O primeiro dever do escritor

Diz Lavelle:

Le premier devoir de l’écrivain doit être de s’élever assez au-dessus de toutes les circonstances de sa vie particulière pour fournir à tous les êtres un appui de tous les instants et les montrer à eux-mêmes tels qu’ils voudraient être toujours.

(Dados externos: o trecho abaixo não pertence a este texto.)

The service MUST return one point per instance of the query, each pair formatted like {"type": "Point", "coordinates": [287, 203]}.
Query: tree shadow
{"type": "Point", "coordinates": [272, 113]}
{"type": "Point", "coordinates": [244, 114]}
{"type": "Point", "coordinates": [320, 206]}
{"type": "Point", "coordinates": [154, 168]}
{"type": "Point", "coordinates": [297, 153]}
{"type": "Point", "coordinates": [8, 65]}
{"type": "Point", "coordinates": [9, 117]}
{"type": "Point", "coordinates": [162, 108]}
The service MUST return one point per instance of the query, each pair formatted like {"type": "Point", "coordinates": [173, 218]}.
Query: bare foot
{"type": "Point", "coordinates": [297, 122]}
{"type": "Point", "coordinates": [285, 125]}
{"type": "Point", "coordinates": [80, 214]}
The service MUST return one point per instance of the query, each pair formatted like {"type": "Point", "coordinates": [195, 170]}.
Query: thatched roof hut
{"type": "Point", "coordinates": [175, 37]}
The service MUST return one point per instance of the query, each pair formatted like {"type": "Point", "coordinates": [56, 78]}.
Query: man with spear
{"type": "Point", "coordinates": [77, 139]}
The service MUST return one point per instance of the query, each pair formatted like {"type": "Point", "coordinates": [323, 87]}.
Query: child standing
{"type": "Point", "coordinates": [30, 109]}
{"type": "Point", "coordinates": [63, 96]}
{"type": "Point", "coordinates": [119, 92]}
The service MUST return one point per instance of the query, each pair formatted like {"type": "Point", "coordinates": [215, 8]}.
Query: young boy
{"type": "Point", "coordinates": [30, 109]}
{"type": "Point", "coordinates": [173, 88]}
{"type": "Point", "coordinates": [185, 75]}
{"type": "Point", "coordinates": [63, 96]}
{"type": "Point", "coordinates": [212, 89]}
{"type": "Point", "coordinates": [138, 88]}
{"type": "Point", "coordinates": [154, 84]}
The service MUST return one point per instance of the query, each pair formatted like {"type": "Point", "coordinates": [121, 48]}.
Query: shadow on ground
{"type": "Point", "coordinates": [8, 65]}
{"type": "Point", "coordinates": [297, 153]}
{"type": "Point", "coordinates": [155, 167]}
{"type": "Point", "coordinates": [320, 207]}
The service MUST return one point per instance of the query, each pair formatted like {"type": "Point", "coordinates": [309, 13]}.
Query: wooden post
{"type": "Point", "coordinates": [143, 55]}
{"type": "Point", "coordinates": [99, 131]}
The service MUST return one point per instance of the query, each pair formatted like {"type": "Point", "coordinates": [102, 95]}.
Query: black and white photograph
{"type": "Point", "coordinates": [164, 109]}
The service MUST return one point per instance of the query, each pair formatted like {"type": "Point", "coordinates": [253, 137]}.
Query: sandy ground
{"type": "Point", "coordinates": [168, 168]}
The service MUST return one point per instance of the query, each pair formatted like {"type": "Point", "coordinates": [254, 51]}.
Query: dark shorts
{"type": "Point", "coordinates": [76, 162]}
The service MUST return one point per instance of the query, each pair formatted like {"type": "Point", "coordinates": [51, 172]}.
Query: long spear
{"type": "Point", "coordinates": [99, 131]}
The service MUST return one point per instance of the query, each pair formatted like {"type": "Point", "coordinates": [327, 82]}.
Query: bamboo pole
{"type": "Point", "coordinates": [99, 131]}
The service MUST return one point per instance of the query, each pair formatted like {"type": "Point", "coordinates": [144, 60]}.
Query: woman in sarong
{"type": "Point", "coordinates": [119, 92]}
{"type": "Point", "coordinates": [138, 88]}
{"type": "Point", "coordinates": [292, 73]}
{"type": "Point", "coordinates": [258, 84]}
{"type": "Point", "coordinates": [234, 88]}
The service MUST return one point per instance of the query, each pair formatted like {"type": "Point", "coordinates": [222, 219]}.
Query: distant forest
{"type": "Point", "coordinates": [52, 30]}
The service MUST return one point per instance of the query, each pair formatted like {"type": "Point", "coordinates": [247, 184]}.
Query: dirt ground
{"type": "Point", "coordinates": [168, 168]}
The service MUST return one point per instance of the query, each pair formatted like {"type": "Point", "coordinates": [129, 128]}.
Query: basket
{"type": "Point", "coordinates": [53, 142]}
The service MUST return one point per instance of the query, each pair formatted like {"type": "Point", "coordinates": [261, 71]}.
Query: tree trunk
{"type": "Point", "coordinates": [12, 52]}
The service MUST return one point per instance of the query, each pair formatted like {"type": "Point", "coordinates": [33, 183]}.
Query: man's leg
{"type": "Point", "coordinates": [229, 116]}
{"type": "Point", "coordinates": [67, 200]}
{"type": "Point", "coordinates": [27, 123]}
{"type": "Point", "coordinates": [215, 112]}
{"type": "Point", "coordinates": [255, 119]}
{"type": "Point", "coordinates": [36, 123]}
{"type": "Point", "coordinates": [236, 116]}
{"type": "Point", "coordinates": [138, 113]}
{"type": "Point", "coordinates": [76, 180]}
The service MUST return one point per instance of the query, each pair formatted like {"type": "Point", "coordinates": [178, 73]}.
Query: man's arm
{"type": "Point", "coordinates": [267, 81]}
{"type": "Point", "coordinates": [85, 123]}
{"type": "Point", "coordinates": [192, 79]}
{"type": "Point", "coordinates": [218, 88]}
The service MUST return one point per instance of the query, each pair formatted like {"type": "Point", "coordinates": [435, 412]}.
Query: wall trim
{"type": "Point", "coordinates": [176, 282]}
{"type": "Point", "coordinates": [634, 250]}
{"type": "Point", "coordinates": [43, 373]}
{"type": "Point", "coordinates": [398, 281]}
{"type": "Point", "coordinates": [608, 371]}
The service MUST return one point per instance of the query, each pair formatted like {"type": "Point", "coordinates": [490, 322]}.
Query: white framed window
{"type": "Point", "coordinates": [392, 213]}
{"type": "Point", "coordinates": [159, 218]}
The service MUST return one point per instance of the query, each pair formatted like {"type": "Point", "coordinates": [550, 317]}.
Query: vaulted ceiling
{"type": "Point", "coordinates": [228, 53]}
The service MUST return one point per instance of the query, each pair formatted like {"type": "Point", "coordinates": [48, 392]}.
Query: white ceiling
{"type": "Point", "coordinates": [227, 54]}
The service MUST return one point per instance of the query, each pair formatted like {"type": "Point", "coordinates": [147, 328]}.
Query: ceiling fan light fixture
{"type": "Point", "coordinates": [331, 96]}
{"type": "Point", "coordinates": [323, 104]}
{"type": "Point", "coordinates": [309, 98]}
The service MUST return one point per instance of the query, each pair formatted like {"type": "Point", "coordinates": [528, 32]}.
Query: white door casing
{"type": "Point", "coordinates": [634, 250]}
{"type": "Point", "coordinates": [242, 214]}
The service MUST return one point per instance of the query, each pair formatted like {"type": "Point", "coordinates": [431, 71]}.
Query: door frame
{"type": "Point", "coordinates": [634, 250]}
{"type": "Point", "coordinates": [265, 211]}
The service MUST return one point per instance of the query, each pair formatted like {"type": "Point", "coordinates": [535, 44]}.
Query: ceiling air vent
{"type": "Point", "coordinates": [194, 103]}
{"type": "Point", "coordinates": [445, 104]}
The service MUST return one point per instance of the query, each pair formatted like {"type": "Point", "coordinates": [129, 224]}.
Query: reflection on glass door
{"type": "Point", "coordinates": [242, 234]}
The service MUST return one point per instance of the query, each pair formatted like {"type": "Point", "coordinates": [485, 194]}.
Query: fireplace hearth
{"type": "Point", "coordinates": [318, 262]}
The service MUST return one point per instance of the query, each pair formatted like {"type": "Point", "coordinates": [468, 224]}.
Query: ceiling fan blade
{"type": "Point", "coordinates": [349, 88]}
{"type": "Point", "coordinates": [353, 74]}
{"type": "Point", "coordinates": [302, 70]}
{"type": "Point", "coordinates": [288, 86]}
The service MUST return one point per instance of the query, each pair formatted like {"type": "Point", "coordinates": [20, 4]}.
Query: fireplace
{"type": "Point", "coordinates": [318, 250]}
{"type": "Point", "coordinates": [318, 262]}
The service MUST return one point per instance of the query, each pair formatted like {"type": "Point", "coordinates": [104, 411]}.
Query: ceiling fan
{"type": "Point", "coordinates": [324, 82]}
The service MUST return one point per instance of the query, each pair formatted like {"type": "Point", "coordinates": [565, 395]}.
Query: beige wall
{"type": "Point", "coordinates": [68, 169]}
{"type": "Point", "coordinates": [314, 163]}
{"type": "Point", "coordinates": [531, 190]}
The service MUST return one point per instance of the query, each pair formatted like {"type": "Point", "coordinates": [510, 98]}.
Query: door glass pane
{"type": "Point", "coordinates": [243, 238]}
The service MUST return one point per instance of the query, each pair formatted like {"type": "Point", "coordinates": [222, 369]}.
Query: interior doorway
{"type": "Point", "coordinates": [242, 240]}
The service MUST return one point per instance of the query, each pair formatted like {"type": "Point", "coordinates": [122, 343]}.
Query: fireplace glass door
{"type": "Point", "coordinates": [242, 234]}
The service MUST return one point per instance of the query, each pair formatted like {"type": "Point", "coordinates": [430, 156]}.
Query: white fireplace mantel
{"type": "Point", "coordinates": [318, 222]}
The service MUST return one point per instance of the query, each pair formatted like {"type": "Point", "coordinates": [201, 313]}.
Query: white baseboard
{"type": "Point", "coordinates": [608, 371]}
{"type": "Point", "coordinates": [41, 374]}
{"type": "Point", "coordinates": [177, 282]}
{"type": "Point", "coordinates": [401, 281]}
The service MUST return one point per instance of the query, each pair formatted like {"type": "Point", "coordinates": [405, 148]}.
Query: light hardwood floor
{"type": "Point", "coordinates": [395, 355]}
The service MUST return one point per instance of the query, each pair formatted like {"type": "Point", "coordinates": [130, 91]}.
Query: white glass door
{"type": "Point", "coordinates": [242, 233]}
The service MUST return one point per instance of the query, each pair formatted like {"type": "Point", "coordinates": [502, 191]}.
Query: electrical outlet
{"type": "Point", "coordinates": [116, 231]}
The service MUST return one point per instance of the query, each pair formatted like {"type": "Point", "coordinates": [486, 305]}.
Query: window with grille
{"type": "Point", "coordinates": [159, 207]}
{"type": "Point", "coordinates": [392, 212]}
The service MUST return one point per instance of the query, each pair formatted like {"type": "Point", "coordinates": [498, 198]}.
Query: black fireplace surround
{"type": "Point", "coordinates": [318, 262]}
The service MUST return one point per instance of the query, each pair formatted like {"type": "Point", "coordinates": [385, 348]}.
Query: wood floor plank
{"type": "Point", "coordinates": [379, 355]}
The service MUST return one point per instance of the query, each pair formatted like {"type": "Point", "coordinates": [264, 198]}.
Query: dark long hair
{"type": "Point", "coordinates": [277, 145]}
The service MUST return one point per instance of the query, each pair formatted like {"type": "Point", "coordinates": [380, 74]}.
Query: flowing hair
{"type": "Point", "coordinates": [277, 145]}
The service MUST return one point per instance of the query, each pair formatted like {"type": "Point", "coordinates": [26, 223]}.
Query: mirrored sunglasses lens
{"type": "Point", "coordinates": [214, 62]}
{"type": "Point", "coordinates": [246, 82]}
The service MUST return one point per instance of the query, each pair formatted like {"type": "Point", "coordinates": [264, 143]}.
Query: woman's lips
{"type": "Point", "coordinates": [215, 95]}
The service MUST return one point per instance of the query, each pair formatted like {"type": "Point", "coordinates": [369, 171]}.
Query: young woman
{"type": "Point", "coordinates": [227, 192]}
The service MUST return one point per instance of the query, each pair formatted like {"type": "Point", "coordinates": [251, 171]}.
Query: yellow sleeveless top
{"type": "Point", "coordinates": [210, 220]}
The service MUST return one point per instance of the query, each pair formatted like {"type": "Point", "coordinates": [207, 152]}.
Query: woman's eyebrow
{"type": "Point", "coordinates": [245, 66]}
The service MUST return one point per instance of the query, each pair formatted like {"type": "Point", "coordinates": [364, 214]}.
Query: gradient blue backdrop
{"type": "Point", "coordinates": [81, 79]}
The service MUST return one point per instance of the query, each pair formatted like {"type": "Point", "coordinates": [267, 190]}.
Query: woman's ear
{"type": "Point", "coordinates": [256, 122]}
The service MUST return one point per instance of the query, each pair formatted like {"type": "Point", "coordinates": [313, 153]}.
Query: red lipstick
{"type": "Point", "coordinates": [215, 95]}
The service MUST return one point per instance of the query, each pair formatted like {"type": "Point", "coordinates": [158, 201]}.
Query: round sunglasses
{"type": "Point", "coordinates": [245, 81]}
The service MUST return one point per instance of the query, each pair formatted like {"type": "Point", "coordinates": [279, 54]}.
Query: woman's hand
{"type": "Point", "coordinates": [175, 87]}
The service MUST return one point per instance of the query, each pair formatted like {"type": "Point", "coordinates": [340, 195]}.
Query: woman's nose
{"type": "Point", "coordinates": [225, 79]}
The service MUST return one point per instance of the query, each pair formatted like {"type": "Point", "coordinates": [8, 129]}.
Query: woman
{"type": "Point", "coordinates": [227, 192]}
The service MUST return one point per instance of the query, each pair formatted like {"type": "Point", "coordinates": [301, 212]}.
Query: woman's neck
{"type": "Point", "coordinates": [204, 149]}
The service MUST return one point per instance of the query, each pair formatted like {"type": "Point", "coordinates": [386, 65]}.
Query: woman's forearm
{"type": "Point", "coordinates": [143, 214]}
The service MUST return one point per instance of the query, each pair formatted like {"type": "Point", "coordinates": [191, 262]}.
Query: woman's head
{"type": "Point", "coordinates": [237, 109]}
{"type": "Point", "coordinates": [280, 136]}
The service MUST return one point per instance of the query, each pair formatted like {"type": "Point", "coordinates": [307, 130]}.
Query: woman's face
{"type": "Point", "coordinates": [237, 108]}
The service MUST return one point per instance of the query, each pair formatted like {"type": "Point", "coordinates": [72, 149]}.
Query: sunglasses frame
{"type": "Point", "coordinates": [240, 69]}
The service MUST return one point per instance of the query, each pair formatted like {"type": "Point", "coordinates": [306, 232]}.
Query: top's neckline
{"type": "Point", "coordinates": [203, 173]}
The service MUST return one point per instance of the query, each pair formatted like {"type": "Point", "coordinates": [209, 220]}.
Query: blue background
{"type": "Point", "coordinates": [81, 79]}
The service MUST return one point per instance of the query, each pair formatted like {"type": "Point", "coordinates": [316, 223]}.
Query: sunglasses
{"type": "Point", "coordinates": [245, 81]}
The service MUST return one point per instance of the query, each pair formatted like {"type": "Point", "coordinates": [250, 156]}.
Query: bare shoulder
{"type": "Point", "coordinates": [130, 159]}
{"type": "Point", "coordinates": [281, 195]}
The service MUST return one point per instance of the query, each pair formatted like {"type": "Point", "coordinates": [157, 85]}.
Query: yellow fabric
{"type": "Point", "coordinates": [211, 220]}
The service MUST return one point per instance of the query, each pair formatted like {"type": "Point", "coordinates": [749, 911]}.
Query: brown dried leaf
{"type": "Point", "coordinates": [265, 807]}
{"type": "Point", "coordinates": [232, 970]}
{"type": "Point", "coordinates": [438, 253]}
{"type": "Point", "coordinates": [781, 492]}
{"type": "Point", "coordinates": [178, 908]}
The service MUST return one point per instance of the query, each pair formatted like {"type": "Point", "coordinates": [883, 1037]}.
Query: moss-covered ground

Tal dever talvez seja o mais difícil, porque o “elevar-se acima de todas as circunstâncias” envolve, primeiro, compreendê-las, e compreender como porventura elas se integram no painel maior da existência individual para, só então, tendo delas extraído um sentido cristalino, pensar em como este sentido pode ser transplantado à experiência humana geral. E comunicá-lo! De fato, não há experiência humana, por individual que seja, cujo sentido não se pode extrair em circunstâncias distintas; o difícil, contudo, é ver o grande no pequeno, algo que crescemos desacostumados a fazer.

Os melhores livros não nos revelam algo desconhecido

Como bem notado por Lavelle, os melhores livros não nos revelam algo desconhecido, mas algo que já sabemos intimamente e que, em razão de uma iluminação súbita, parecemos descobrir. Os melhores livros, pois, não fazem senão lançar luz em algo escondido em nosso interior. O curioso disso é ver que a sensação de descobrir algo que já sabemos grava em nossa mente uma impressão fortíssima, muito maior que a de aprender algo realmente novo e desconhecido. E, simultaneamente à identificação imediata com a ideia, estabelecemos, também de imediato, um ponto de contato com o autor.

Ideias não morrem com facilidade

Juan José López Ibor nota em 1951 que, pelo menos desde 1945, já havia quem considerasse a psicanálise algo “definitivamente muerto. Polvo y ceniza”, em seguida declarando: “el ciclo psicoanalítico está terminado”. E, no entanto, aí está… O que mais impressiona neste, e noutros casos, é notar que não faz a menor diferença que uma ideia, uma teoria, uma doutrina seja refutada e destruída intelectualmente: uma vez concebida, sua sobrevivência obedecerá a fatores outros que não a sua solidez no campo intelectual.

Mais injustificável que a obsessão…

Mais injustificável que a obsessão com a originalidade é esse constrangimento decorrente da constatação de que o dito agora já havia sido dito há muito tempo. Que dizer? O autor que, registrando as próprias impressões, nota algo já notado anteriormente, em vez de se constranger por não ter sido o primeiro, ou não ter tomado conhecimento da fonte primária, — muitas vezes irrastreável, — deveria satisfazer-se de ter chegado à mesma conclusão através da percepção direta, alegrando-se como se alegram aqueles que acham no outro algo em comum.